Brown-headed Honeyeaters bathing in rain droplets

Subject: Brown-headed Honeyeaters bathing in rain droplets
From: Penny Brockman <>
Date: Tue, 16 May 2006 10:19:28 +1000
Michael Todd wrote:

Hi all,

On Sunday morning I spent a few hours wandering around a part of the
Awaba Forest (central coast NSW, west of Lake Macquarie) that I
haven’t spent much time in before. Didn’t see many species although a
small party of Southern Emuwrens was nice- I hadn’t seen SEW around
Awaba so far this year. Also a new wrecked car (a regular event
unfortunately). Mind you, wrecked cars (set alight), are the most
common cause of “patchy burning” at Awaba which brings about a variety
of understorey densities.

Of interest was a group of Brown-headed Honeyeaters that was kicking
up quite a fuss in the canopy of eucalypts.

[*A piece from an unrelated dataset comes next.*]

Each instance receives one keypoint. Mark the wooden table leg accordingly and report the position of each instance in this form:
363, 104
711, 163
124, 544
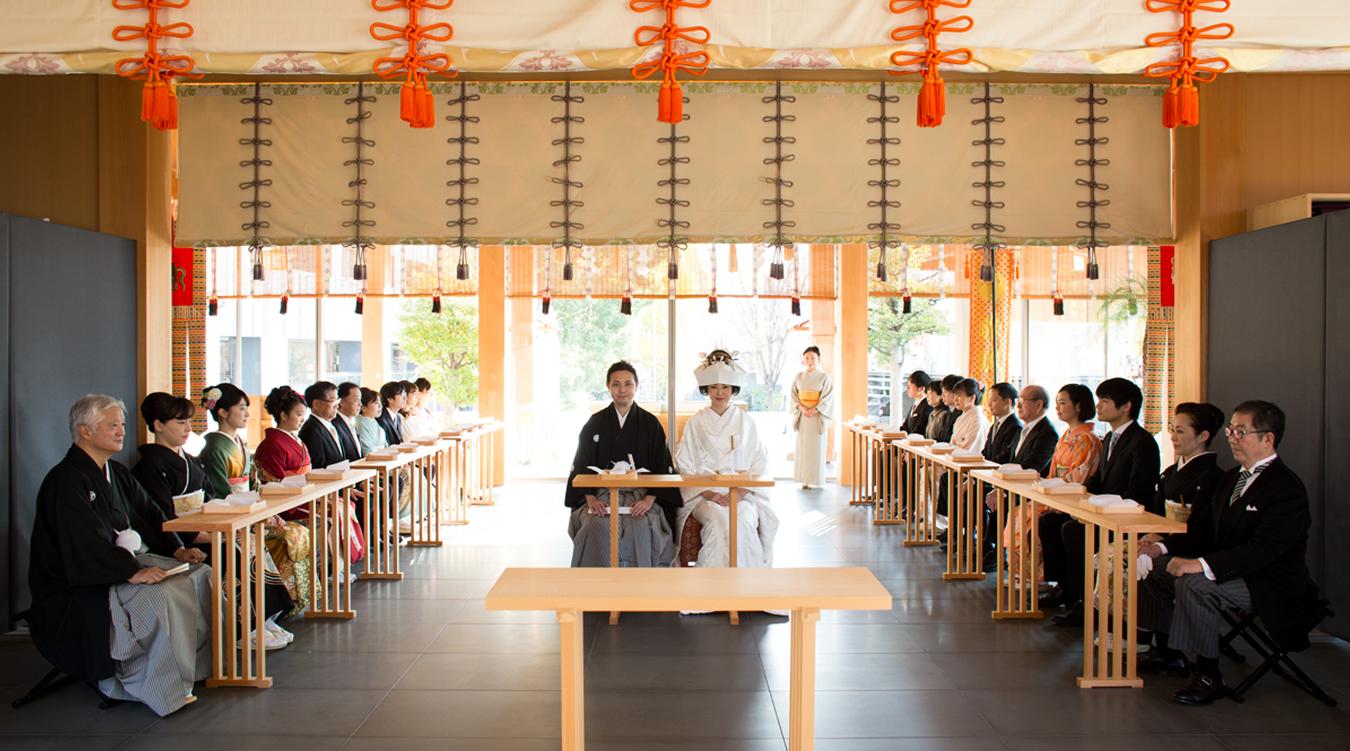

There had been short
shower earlier in the morning and there was a light layer of water
still on the leaves. At first I thought they were gleaning lerp or
insects off the leaves and were doing it in an overly vigorous
fashion. After watching them for a while I came to the conclusion that
they were vigorously shaking and flapping their wings in amongst the
leaves having a kind of bath. There must have been about 30 birds.

Dear Mike and all
I regularly see birds taking baths in the tops of the eucalypts at the
back of my garden mornings after heavy dew or light rain. Most commonly
these are Red Wattlebirds, OB Figbirds, Yellow-faced Honeyeaters and
Galahs. The Figbirds after a long dry period, get extremely enthusiastic
and completely soak themselves, and both they and RWBs throw themselves
into the topmost canopy flapping around like kids enjoying the surf at
the beach.

I also remember early morning watching Brown and Striated Thornbills
doing this after heavy dew in the Capertee Valley.